Sigue, pues, en lo mejor de sí
mismo, con su deslumbrante caligrafía saltando los abismos que separan los trazos más sutiles, delicados y palpitantes de los broncos, abruptos y vibrantes gestos de cimbreante negra huella; con sus humeantes sombras que parpadean por entre las comisuras de ardientes cuerpos entrevistos, como si lo orgánico exhalara un oscuro vapor fundiéndose con la atmósfera; con su lacerante amor por la materia, que amasa, modela, tunde y desgarra, descubriéndonos las infinitas capas misteriosas que recubren la piel de lo real; con su mágica ligereza para delicadamente verter sobre el tablero más humilde justo esa capa de barniz que lo hace refulgir con dorada transparencia; con sus personales signos, que no sólo maculan con danzarina belleza las ya muy hermosas texturas, sino que las trascienden con el arcano simbolismo de lo que se oculta más allá de lo visible; con, en fin, sus sorprendentes agregaciones de objetos arrancados al mundo cotidiano para que, embutidos en el espacio sacralizado del cuadro, nada escape, ni lo más humilde, de la insaciable orgía del festín pictórico.

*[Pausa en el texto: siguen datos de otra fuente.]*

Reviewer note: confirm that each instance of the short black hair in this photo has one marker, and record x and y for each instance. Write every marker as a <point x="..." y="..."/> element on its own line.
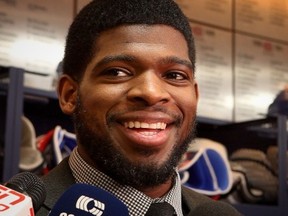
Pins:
<point x="101" y="15"/>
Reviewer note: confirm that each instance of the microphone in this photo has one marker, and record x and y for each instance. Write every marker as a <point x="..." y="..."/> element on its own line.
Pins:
<point x="87" y="200"/>
<point x="215" y="208"/>
<point x="22" y="195"/>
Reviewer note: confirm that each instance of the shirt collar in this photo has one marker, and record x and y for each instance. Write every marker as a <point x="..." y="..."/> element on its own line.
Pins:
<point x="136" y="201"/>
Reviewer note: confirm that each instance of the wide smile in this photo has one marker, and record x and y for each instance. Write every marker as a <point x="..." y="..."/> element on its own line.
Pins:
<point x="145" y="125"/>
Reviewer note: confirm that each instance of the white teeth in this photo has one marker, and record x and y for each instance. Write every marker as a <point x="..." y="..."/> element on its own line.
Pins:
<point x="137" y="124"/>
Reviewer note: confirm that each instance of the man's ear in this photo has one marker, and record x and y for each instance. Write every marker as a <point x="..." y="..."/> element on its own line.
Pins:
<point x="67" y="93"/>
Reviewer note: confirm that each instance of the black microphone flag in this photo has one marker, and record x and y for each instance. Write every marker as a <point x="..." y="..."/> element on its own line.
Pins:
<point x="83" y="199"/>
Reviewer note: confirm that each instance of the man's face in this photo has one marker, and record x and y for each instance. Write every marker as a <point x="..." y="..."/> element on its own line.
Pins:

Sí; hay que decirlo: también ahora -¡y cómo!- Tàpies pinta Tàpies. Cualquier buen aficionado lo puede reconocer incluso a través de la torpeza con que lo acabo de describir, algo turbado, al pie y frente a sus cuadros últimos. Pero siempre hay algo más en ese Tàpies fiel a sí mismo, que lo es rotundamente y, para ello, ha de serlo por exceso.
En realidad, para llegar a ser él, jamás ha dejado de excederse, quizá porque palpita un turbulento corazón romántico en el cuerpo de este sensual artista mediterráneo. Se hunde en la tierra y se proyecta. De manera que, ahora, de nuevo, también nos reserva el misterio de su última proyección, la más radical. ¿Cómo describirla? Es como si, palpando las sombras, llegara a tocar, con esa suprema avidez en la que el ojo y la mano se funden, la deslumbrante belleza del cuerpo desnudo, todo su calor, todo su brillo, toda su suavidad, todos sus pliegues y recovecos, toda la infinita melodía de esa maravillosa geografía carnal, tal y como sólo la aprecia un anacoreta.
Me refiero al exánime cuerpo en el sudario de Composició amb cos, al turbulento mapa de 1/2, al ingresco y sensual desnudo, como de odalisca, de Nu enquadrat, al tórrido de Agregats, pero, sobre todo, a ese formidable criptograma donde el maestro cifra su destino de Mirada y mà, unos ojos que lloran con un limpio círculo en el entrecejo, la cicatriz de una cruz y, como firma, una mano de rehundida prehistoria.